Bien que des traitements sans efficacité sont remboursés, il y en a des efficaces qui ne le sont pas. Cette revue Cochrane parle de efficacité sur sérum physiologique utilisé pour des lavages de nez  (DRP) dans la rhinite allergique et va faire plaisir à la #TeamRhinoHorn. En effet, le sérum phy semble efficace pour améliorer les symptômes des rhinites allergiques  versus "pas de DRP". et efficace pour améliorer les symptômes en plus des traitements anti-histaminiques. Il n'y avait malheureusement pas d'études évaluant les DRP versus les antihistaminiques.

Comme les américains le disent (ici) les antihistaminiques topiques sont recommandés en cas de gène. Mais quelle est leur efficacité? Cet article retrouve que les antihistaminiques locaux (notamment les collyres) ont un effet pour diminuer les symptômes et soulager les patents à cours terme, avec une bonne tolérance, mais sans efficacité au long cours.

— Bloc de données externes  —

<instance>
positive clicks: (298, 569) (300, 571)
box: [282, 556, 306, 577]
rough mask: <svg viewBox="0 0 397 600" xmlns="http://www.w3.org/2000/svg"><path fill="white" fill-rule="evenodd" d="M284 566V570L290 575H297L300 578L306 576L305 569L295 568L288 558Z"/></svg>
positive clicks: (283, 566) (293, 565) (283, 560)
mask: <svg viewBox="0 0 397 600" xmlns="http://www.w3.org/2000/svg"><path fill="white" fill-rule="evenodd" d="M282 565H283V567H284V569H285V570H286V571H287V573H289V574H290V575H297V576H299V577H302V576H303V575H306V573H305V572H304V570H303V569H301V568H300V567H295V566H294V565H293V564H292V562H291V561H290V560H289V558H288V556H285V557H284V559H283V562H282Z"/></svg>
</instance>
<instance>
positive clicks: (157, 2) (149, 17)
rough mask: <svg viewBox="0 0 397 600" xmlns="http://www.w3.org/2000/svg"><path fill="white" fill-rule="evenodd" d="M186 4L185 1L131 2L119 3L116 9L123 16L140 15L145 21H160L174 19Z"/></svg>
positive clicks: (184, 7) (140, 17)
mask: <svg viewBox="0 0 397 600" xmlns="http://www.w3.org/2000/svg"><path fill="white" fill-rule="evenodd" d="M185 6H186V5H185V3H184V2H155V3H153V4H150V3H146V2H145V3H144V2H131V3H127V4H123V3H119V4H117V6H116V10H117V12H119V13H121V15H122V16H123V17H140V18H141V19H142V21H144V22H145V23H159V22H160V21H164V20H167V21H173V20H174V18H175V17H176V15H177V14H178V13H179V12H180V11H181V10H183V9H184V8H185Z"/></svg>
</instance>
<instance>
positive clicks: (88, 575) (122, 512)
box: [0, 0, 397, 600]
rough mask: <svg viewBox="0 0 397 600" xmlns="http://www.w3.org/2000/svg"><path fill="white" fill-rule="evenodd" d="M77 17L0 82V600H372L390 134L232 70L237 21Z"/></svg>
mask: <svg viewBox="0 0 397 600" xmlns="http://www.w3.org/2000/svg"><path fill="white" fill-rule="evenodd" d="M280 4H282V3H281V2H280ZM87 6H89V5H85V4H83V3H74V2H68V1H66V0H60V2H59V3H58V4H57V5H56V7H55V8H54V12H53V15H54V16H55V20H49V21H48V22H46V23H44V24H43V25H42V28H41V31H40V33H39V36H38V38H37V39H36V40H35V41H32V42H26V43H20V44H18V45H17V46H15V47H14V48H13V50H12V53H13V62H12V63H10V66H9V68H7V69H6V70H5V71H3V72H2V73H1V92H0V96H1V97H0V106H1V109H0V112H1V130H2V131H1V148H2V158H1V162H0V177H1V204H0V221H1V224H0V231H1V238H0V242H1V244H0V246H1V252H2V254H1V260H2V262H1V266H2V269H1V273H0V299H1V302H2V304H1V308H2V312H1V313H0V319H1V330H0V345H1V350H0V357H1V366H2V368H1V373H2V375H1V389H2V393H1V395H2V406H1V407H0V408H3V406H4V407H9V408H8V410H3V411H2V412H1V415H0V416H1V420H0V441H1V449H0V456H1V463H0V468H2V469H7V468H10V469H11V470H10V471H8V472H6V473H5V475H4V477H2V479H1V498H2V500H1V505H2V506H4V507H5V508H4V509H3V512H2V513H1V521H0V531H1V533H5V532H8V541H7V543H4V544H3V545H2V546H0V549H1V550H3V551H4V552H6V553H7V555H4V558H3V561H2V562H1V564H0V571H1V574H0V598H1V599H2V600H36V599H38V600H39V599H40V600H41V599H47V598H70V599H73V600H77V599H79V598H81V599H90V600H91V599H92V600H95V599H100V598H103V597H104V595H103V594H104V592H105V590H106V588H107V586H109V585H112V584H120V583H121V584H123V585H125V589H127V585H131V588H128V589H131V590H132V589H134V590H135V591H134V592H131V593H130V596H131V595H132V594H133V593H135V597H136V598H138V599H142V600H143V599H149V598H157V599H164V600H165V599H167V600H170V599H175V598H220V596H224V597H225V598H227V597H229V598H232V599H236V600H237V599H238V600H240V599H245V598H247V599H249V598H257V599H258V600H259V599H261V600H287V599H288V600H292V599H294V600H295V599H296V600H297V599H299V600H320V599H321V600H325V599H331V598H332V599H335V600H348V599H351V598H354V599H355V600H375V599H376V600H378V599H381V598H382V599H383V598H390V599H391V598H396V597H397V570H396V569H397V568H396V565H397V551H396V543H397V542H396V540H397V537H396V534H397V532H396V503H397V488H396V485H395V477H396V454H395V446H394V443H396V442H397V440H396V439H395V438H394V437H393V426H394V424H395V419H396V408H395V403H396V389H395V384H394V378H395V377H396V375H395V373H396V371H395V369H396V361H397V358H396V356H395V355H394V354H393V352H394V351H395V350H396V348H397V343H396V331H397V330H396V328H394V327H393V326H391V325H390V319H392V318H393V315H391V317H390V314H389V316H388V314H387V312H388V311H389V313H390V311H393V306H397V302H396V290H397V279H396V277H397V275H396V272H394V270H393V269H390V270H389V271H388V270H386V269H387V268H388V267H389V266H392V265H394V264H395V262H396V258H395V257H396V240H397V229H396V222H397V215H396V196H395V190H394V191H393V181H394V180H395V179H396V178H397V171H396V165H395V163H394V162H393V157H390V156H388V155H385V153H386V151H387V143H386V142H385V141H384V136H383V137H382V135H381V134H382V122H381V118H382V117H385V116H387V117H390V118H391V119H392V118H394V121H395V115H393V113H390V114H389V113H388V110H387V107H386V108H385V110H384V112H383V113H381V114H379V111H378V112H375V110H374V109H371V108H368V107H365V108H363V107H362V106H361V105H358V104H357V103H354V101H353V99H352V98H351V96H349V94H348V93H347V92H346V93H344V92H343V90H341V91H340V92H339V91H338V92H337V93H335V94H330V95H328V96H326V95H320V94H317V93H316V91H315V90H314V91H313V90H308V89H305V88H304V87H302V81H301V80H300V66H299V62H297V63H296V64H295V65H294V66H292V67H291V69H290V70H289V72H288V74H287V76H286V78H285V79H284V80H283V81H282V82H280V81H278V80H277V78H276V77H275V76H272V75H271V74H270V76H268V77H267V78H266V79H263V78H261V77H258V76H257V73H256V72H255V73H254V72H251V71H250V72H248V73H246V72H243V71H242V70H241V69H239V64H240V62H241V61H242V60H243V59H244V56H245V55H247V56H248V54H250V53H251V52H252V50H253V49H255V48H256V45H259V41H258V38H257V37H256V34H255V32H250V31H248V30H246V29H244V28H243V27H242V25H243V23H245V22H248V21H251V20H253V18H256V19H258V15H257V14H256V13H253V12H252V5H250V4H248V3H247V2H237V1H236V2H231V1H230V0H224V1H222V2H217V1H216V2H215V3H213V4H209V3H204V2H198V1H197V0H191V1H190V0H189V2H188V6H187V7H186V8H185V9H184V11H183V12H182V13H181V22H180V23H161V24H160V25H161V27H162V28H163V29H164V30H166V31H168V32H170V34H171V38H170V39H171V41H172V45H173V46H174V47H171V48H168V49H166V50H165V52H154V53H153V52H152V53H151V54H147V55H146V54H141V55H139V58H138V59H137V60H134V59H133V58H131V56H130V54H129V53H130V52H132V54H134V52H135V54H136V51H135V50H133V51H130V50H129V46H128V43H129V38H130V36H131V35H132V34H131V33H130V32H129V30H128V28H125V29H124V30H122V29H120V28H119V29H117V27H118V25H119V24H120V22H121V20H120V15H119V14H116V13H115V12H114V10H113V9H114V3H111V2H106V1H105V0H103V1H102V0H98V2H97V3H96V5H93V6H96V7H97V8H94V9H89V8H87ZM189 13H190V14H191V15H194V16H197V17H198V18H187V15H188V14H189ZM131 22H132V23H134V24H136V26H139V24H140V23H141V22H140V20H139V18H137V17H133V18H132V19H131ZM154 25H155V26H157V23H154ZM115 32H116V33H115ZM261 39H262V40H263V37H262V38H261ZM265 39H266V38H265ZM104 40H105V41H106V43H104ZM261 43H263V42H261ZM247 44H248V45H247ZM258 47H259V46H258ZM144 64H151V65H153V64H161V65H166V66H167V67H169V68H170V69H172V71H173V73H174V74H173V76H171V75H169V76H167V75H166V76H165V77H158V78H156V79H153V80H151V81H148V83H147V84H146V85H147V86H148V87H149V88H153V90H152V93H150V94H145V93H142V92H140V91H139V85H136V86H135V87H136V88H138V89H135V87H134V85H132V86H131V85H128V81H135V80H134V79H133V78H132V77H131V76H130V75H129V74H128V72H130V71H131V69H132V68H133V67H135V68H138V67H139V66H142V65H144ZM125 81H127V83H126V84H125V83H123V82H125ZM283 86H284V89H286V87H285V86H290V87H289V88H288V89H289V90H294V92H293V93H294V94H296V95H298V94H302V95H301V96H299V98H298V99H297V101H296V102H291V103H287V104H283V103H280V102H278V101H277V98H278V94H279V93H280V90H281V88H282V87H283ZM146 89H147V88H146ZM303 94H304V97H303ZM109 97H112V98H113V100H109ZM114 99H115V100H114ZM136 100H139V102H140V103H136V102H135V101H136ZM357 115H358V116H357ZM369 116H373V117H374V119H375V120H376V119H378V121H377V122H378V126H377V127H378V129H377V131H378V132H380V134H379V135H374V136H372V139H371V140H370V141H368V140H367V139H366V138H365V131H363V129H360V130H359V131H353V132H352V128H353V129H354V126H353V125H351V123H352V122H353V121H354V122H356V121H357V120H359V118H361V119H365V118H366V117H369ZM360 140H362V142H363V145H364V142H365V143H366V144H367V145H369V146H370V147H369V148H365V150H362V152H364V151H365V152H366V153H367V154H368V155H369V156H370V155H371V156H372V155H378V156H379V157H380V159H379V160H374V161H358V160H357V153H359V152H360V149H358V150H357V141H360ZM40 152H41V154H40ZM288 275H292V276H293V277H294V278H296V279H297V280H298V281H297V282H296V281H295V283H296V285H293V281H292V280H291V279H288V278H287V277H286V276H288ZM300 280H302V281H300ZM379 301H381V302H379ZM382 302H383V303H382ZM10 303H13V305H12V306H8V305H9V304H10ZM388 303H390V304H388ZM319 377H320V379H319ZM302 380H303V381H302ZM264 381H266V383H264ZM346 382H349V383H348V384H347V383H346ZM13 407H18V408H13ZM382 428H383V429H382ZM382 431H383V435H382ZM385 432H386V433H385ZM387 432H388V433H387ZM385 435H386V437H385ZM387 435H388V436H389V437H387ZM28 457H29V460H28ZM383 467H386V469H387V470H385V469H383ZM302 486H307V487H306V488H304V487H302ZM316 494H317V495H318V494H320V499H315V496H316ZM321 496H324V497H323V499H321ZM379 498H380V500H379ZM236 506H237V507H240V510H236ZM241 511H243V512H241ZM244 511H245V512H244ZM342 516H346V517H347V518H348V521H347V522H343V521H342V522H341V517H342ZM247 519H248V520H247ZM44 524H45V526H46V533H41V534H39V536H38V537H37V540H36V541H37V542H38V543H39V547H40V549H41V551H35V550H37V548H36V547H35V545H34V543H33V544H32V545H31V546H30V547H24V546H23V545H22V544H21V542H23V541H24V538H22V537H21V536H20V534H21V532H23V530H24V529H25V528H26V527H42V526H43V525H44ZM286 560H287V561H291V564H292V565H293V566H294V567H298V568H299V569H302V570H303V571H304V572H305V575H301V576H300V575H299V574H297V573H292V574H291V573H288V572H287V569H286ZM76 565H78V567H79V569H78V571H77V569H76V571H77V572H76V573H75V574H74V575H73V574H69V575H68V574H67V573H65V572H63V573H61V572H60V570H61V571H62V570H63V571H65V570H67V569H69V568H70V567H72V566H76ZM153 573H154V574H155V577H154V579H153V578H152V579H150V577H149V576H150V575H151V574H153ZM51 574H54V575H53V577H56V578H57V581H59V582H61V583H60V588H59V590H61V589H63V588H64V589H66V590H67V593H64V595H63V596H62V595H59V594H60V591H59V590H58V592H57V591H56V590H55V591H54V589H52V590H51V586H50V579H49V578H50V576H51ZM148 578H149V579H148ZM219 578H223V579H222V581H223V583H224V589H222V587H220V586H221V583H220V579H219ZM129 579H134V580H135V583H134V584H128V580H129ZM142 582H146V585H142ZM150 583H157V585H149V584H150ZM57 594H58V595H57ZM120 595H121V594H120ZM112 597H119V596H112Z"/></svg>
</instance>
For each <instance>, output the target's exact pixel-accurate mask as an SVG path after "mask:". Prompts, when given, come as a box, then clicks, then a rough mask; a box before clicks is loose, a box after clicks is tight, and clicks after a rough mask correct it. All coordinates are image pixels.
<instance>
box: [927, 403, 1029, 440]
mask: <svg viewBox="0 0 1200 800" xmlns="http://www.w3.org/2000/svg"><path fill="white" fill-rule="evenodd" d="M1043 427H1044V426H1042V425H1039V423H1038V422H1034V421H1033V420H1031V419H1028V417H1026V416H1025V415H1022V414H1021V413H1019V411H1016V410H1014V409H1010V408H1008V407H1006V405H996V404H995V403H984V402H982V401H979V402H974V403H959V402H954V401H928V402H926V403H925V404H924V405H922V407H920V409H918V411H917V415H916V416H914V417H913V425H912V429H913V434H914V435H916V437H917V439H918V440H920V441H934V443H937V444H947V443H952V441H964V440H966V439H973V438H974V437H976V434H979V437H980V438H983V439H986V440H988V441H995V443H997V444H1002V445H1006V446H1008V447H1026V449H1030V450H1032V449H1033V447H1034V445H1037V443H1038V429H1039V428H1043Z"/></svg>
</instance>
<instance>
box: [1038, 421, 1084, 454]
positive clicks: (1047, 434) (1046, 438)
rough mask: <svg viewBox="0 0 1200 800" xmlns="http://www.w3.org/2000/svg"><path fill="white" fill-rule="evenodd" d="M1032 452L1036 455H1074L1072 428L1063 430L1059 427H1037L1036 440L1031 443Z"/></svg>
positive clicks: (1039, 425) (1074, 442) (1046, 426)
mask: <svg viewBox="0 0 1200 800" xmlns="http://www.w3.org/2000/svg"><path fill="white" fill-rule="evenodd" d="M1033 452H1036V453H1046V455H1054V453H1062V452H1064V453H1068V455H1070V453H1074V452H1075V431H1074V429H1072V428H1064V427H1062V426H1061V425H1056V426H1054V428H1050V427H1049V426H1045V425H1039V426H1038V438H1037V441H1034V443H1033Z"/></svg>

Alors que je parlais il y a peu des recos américaines sur la rhinite allergique (ici) , les français abordent à leur tour le sujet. Voici un article rapportant ce qui s'est dit. Je note surtout que j'ai 5 ans de retard sur l'évaluation de la HAS qui disait déjà que le scanner "cone beam" pourrait se substituer au scanner classique dans le bilan de sinusites chroniques.